Editorial: A rare scene that needs to be more common
Thursday, March 11, 2021 -- Wednesday's moment of conciliation and collegiality came after bitter confrontation, a failed veto override and name-calling - all utterly unnecessary and not constructive. The resolution reached was recognition that, all along, legislators and the governor had more in common on the issue of reopening classrooms than not.
Posted — UpdatedIt was a rare sight. It should have been and needs to be more common.
On the steps of the State Museum of History – not so coincidentally located midway between the governor’s office in the State Capitol and the House and Senate chambers in the Legislative Building – Democratic Gov. Roy Cooper and the Republican leaders of the General Assembly ended their confrontation over getting North Carolina children and their teachers back into classrooms.
The resolution reached was recognition that, all along, legislators and the governor had more in common on the issue of reopening classrooms than not. Meeting, hashing out the differences, would produce a law that met the shared objectives of moving toward getting schools open and making sure it was done in a healthy and safe manner.
Local administrators could rapidly respond to COVID19 outbreaks and could if necessary, close schools. The governor would have the authority to close or modify school operations of individual schools and school districts. He won’t have the authority, even in a declared emergency, to order statewide school closures.
The State Department of Public Instruction will contract with the ABC Science Collaborative – a project of the Duke University School of Medicine – to provide metrics for school safety and collect information from schools. The collaborative will report monthly to the legislature, Department of Public Instruction and the governor.
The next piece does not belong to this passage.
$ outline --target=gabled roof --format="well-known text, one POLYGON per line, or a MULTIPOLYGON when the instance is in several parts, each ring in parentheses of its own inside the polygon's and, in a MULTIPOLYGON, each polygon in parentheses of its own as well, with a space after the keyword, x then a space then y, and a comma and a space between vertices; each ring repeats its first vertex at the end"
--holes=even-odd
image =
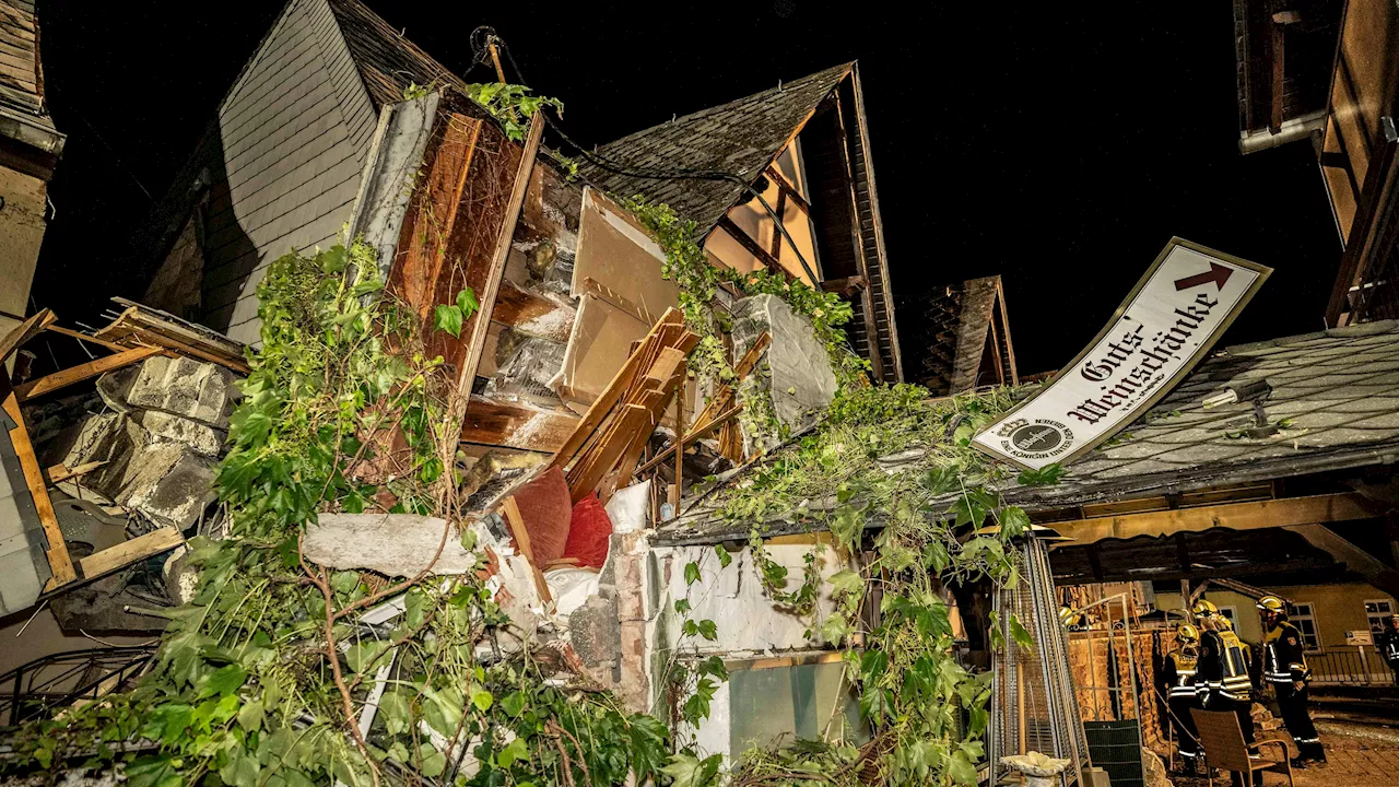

By the time the requirement for in-class instruction starts, teachers and other school personnel will have had better than a month to get COVID-19 vaccines.
The frustration – particularly for those who work in schools, have children in schools or attend them – is that this was not an elusive compromise. It has been obvious and simply required good will and making a priority of doing what is best for North Carolina.
Too often that most-critical concern has been subjugated to partisan political posturing and ideological grandstanding.
While we are not naively optimistic, we still don’t abandon hope that the culmination of the tussle over the back-to-classroom legislation will be instructive.
Good politics is about making what is best for the state THE priority. It is not crushing the governor or partisan opposition. It isn’t notching a political victory on some imaginary scoreboard of one-upmanship.
This effort should shine a path to more constructive and collaborative efforts -- not be an isolated exception.